Periodic Reporting for period 2 - Neuroception (Neural Pathways from Recognition to Perception)
Berichtszeitraum: 2023-05-01 bis 2024-04-30
In the first objective, we seek to investigate how cortical representations of visual stimuli progressively evolve across the cortical hierarchy to incorporate semantic information. For this, we have to record the neural activity of visual areas while mice are engaged in a visual discrimination task. Thus, we trained mice to discriminate between two different objects while they are freely-moving in their home cage. We are currently building a behavioral setup to enable us to record neural activity while mice are performing the task. In addition, we have a) established the recording technique using state-of-the-art high-density silicon probes that allow us to record the activity of hundreds of neurons simultaneously across many visual areas and b) optimized targeting and anatomical identification of the areas of interest.

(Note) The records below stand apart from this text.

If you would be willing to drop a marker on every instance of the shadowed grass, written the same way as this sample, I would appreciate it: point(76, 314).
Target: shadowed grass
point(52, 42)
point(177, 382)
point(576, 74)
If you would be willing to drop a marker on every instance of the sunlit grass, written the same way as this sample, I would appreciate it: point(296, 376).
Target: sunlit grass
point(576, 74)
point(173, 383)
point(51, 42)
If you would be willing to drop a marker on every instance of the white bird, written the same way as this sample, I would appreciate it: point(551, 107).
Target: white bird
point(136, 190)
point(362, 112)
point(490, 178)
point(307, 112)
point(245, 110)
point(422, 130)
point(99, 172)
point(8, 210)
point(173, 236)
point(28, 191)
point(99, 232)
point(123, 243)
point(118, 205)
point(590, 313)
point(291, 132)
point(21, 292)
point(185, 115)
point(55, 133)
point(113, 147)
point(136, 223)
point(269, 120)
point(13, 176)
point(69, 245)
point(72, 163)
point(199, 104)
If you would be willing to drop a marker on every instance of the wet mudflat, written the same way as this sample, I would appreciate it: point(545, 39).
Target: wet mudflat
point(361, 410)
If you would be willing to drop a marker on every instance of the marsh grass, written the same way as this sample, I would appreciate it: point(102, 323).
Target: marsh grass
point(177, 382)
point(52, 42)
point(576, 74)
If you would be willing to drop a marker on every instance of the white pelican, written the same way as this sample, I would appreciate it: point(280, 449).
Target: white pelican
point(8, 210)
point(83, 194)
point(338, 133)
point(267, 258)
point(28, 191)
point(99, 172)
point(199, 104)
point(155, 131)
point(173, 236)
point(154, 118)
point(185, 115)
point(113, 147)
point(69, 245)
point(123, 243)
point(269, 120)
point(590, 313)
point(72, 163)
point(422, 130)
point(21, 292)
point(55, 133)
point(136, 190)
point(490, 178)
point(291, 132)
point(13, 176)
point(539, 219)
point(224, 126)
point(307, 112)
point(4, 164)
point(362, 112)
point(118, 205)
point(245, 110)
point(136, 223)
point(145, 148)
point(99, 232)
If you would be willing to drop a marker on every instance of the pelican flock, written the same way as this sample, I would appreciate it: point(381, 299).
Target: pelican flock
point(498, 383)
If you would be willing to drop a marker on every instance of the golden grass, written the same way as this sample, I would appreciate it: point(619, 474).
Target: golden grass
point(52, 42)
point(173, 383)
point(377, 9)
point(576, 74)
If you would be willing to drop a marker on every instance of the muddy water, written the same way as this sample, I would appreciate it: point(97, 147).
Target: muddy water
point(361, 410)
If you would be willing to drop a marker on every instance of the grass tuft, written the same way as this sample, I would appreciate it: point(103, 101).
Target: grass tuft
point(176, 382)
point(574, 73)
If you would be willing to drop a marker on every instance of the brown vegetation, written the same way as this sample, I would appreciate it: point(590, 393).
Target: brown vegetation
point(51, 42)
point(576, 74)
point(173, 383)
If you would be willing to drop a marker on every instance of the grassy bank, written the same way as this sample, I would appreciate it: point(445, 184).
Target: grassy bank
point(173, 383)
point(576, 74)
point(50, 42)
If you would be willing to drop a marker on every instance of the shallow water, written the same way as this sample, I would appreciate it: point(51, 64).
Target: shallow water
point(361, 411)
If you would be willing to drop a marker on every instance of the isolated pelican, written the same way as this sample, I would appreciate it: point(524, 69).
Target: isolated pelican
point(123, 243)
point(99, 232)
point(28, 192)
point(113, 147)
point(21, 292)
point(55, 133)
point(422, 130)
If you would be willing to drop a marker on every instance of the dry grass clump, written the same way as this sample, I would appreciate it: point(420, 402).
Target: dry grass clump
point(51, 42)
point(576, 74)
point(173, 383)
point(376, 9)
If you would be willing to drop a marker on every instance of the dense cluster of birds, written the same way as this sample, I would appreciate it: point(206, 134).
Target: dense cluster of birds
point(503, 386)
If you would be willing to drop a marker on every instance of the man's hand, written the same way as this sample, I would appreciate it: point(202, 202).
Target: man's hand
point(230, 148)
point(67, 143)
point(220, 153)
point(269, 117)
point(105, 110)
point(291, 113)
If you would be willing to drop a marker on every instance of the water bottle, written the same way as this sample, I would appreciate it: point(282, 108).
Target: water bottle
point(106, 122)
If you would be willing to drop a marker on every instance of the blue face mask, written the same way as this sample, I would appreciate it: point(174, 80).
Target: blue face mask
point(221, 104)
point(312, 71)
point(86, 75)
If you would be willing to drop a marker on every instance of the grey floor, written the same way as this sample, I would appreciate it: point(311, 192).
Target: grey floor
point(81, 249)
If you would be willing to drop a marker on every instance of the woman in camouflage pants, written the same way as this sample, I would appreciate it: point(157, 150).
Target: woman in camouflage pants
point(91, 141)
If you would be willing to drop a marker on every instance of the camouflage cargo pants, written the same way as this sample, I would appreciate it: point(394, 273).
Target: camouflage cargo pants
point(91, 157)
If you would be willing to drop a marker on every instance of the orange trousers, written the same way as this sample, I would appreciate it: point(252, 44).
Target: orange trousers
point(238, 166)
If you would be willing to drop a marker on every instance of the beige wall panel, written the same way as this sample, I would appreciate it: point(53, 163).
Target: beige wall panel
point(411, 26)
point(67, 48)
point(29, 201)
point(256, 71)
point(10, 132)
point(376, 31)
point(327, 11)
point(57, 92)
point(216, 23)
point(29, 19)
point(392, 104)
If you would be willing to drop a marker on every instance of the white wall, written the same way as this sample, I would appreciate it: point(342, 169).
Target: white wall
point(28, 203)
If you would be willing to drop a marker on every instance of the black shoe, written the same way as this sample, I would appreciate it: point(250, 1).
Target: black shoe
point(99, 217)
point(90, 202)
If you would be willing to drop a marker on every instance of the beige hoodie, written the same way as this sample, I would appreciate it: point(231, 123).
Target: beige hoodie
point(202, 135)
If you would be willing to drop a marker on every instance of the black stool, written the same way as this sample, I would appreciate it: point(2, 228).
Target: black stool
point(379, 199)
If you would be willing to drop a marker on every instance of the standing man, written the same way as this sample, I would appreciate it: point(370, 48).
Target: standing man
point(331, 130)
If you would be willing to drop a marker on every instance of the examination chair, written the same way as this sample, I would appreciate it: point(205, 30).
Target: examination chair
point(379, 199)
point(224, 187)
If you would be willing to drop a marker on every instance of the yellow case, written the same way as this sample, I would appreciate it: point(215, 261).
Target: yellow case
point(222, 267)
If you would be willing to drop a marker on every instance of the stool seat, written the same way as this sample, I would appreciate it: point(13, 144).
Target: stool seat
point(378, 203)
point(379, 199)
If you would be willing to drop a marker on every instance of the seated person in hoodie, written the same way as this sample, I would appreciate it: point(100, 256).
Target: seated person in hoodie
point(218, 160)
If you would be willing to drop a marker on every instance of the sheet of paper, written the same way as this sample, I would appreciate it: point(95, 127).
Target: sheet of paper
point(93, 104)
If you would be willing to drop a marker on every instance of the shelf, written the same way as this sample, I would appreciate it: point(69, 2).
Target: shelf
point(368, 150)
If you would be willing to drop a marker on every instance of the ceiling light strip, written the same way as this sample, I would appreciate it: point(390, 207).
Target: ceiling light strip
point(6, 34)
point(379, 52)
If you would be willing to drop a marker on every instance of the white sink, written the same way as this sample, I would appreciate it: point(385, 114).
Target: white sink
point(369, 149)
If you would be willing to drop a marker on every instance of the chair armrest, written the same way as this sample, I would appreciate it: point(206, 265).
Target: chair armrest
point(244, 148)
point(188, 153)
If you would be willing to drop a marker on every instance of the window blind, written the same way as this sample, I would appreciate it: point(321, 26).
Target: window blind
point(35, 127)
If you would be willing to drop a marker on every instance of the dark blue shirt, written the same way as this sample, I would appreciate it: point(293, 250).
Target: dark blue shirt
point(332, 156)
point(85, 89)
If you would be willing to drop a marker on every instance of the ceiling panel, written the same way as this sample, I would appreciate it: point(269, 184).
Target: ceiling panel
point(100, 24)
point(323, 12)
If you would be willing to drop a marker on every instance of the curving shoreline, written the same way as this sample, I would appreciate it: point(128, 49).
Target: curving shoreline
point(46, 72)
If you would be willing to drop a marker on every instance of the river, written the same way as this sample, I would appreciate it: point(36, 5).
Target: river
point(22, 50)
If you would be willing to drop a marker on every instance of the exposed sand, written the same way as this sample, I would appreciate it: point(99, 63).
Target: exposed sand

Second objective is to characterize the selectivity of the neuronal populations in each cortical area. For this purpose, we utilize a closed loop approach that combines electrophysiological recordings with deep-learning modeling. Specifically, we simultaneously recorded the activity of hundreds of neurons in vivo in mouse visual areas in response to natural images. We then trained a convolutional neural network to predict the responses of each neuron recorded across the different areas and generated a set of stimuli that would optimally excite the recorded neurons. Subsequently, we showed the optimized stimuli back to the mice and recorded the activity of the same neurons. This enabled us to verify in vivo the results of the in silico model predictions. This approach allows us to identify what are the stimuli properties that the neural activity is invariant to across areas and thus to dissect the role of hierarchical processing in complex cortical computations such as object recognition.
Finally, the third objective focuses on resolving how dynamic interactions between areas shape the neural representations of visual stimuli. To identify the interareal interactions, we analyze the temporal dynamics of neural representations and compute the correlations of the neural activity between areas. We utilize advanced statistical modelling to uncover how the directionality of the neural information flow between the cortical areas contributes to shaping the object representations.